BigData |Hadoop— 10 Common Mistakes in Sqoop
If your daily activities involve performing Data Ingestion then here are a few issues you come across.
Some of the things a beginner as well as an experienced need to take care of.
Problem 1: If splitby is not declared for query
sqoop import \
-- connect jdbc:mysql://quickstart.cloudera:3306/retail_db \
-- username retail_dba \
-- password cloudera \
-- query “select * from products p, categories c where p.product_category_id = c.category_id” \
-- target-dir /user/jvanchir/sqoop_prac/
18/09/14 13:46:17 WARN tool.BaseSqoopTool: Setting your password on the command- line is insecure. Consider using -P instead.

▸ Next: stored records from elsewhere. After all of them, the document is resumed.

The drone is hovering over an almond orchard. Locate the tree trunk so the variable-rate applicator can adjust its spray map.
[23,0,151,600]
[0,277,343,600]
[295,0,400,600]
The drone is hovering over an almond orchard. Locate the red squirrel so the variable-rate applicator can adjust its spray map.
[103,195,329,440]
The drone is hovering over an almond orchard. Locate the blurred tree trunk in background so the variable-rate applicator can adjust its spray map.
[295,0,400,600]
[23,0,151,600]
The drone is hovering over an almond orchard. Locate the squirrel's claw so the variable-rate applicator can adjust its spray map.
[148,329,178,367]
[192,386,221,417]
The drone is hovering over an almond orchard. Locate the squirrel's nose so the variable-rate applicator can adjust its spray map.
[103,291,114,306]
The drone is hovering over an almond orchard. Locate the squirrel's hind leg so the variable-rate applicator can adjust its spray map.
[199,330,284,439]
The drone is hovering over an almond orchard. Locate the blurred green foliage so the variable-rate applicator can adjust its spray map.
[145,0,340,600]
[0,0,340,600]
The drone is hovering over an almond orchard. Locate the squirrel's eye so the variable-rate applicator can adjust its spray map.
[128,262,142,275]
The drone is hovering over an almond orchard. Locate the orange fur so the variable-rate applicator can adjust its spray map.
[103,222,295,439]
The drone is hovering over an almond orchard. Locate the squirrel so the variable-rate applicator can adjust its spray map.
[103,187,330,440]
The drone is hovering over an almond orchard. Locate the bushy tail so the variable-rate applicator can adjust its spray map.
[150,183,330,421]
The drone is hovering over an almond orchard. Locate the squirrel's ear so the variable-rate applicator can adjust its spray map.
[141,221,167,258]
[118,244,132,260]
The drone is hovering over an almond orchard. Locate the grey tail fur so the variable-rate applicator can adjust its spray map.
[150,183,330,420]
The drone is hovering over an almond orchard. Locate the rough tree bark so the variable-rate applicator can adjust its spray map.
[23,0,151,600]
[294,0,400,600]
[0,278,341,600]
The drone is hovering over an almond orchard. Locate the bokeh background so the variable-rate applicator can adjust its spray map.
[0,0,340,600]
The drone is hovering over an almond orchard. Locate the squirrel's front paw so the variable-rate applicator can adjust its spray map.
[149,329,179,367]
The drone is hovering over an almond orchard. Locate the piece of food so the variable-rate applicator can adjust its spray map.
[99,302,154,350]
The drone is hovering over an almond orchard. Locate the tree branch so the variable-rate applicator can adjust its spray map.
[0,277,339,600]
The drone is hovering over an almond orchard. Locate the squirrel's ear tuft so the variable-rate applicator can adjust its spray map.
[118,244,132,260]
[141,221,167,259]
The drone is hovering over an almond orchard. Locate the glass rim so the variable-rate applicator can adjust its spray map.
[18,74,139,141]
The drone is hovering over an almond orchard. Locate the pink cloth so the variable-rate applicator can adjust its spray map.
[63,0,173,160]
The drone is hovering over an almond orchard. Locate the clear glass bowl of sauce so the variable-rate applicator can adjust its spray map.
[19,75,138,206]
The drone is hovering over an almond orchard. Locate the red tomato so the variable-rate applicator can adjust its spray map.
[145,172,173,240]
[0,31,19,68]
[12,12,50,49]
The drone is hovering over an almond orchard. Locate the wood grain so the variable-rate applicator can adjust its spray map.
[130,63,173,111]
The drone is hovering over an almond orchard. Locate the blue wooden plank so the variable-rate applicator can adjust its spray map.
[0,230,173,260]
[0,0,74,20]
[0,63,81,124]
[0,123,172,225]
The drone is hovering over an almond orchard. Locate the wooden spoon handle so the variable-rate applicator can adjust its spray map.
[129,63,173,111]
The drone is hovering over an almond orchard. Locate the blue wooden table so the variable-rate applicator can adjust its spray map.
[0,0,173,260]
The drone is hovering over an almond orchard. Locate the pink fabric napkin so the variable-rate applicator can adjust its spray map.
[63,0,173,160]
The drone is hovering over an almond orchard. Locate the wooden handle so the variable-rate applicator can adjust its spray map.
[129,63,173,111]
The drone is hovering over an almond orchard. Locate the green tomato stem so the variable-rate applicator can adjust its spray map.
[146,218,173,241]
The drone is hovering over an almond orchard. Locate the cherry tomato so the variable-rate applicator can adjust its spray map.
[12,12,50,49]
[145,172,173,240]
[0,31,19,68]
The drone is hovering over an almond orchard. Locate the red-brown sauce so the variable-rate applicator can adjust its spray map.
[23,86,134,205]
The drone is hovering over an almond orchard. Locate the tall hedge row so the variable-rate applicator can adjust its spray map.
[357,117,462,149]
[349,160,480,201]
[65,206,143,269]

When importing query results in parallel, you must specify — split-by.
Try — help for usage instructions.
Solution: Use — split-by or — autoreset-to-one-mapper
sqoop import \
-- connect jdbc:mysql://quickstart.cloudera:3306/retail_db \
-- username retail_dba \
-- password cloudera \
-- query “select * from products p, categories c where p.product_category_id = c.category_id AND \$CONDITIONS” \
-- target-dir /user/jvanchir/sqoop_prac/ \
-- split-by product_id
Problem 2: ‘$CONDITIONS’ should be used for — query parameter
sqoop import \
-- connect jdbc:mysql://quickstart.cloudera:3306/retail_db \
-- username retail_dba \
-- password cloudera \
-- query “select * from products p, categories c where p.product_category_id = c.category_id” \
-- target-dir /user/jvanchir/sqoop_prac/ \
-- split-by product_id
ERROR tool.ImportTool: Encountered IOException running import job:
Query [select * from products p, categories c where p.product_category_id = c.category_id] must contain ‘$CONDITIONS’ in WHERE clause.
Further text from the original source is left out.